Southern Ring Nebula
Washington: After surprising everyone by giving the deepest look of the cosmos ever captured on James Webb Space Telescope, NASA released more images taken from its most powerful observatory ever placed in orbit.
The first image revealed earlier showed the galaxy cluster SMACS 0723. Webb's First Deep Field is a composite made from different images taken at different wavelengths. It was made using images taken with the Near-Infrared Camera(NIRCam).
NASA then revealed images of the following targets: Carina Nebula, WASP-96 b (spectrum data), Southern Ring Nebula and Stephen's Quintet.
Located 7,600 light-years away, the Carina Nebula is a stellar nursery, where stars are born.
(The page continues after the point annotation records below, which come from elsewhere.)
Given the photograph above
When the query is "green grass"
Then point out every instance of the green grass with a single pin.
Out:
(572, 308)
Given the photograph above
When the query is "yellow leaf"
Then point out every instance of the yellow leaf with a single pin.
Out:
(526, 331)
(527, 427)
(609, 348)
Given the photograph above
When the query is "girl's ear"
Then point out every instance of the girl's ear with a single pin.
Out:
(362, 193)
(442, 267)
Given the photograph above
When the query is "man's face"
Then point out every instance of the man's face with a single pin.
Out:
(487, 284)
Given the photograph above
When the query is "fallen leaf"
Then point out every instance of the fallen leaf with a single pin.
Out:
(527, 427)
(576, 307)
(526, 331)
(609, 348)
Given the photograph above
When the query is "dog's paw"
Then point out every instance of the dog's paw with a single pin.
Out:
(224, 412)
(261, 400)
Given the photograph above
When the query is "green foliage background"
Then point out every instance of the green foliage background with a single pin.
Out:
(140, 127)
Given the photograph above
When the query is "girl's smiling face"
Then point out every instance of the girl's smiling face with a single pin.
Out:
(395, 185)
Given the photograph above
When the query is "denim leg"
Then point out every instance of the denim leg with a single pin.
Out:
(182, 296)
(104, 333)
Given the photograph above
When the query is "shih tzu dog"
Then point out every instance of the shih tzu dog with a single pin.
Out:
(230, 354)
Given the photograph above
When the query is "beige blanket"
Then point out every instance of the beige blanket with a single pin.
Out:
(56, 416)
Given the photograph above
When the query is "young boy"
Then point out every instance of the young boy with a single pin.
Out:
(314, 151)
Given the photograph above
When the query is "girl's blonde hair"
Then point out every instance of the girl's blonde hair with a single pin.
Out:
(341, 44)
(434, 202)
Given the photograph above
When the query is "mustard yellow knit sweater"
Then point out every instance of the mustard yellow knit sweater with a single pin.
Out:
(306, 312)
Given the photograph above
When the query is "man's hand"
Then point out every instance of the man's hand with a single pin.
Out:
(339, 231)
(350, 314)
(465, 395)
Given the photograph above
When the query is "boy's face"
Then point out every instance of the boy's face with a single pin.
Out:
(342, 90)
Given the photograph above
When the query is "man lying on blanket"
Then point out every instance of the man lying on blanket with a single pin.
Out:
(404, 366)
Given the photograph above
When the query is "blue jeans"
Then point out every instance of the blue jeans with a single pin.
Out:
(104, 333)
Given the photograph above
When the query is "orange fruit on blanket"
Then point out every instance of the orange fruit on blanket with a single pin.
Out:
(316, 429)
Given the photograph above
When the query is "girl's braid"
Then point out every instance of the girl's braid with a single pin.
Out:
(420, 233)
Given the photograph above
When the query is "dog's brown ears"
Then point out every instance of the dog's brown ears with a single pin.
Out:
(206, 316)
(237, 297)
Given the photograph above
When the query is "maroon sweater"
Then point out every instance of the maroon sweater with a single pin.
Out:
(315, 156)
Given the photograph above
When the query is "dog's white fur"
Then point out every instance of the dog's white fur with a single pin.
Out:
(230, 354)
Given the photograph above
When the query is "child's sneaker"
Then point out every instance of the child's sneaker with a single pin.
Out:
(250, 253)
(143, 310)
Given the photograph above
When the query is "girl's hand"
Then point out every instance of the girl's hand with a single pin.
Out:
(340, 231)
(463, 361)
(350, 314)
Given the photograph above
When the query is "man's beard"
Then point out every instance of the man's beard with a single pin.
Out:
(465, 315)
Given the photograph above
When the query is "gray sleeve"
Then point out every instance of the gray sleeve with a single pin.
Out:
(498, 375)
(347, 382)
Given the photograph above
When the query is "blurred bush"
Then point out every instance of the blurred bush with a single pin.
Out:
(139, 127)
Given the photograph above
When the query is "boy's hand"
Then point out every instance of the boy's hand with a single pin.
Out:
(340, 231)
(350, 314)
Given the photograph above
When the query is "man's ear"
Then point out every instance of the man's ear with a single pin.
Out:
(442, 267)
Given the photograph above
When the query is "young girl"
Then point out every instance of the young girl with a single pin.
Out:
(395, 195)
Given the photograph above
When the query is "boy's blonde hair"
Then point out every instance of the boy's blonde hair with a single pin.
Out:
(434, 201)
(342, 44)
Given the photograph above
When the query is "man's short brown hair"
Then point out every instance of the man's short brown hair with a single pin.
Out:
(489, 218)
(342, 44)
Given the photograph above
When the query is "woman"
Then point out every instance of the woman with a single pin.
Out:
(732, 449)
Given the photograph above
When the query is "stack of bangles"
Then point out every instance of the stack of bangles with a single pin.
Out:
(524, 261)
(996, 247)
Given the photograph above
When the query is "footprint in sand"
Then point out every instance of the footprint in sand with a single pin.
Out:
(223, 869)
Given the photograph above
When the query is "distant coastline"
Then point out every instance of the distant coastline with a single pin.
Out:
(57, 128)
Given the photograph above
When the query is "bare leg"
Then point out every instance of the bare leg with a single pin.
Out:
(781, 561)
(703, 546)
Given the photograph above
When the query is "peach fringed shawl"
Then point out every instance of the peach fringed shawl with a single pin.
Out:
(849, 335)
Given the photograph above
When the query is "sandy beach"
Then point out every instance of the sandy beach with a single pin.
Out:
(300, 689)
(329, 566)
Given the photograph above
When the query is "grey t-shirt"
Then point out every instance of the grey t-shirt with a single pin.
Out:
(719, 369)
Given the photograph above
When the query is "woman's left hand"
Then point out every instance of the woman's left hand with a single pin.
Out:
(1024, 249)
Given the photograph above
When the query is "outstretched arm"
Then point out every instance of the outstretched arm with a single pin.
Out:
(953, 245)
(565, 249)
It is one of the largest and brightest nebulae in the sky and home to many stars much more massive than our sun, CNN reported.
The "Cosmic Cliffs" are seen in the stunning new image that reveals previously hidden baby stars, which provides "a rare peek into stars in their earliest, rapid stages of formation," according to NASA.
The space telescope's view of Stephan's Quintet reveals the way galaxies interact with one another and how their interactions might shape galactic evolution.
This compact galaxy group, first discovered in 1787, is located 290 million light-years away in the constellation Pegasus. Four of the five galaxies in the group "are locked in a cosmic dance of repeated close encounters," according to a NASA statement.
The Southern Ring Nebula, also called the "Eight-Burst," is 2,000 light-years away from Earth. This large planetary nebula includes an expanding cloud of gas around a dying star.
"The new details from Webb will transform our understanding of how stars evolve and influence their environments," according to NASA.
The new observatory is a joint project of the US, European and Canadian space agencies.It has been specially tuned to see the sky in the infrared - that's light at longer wavelengths than can be sensed by our eyes.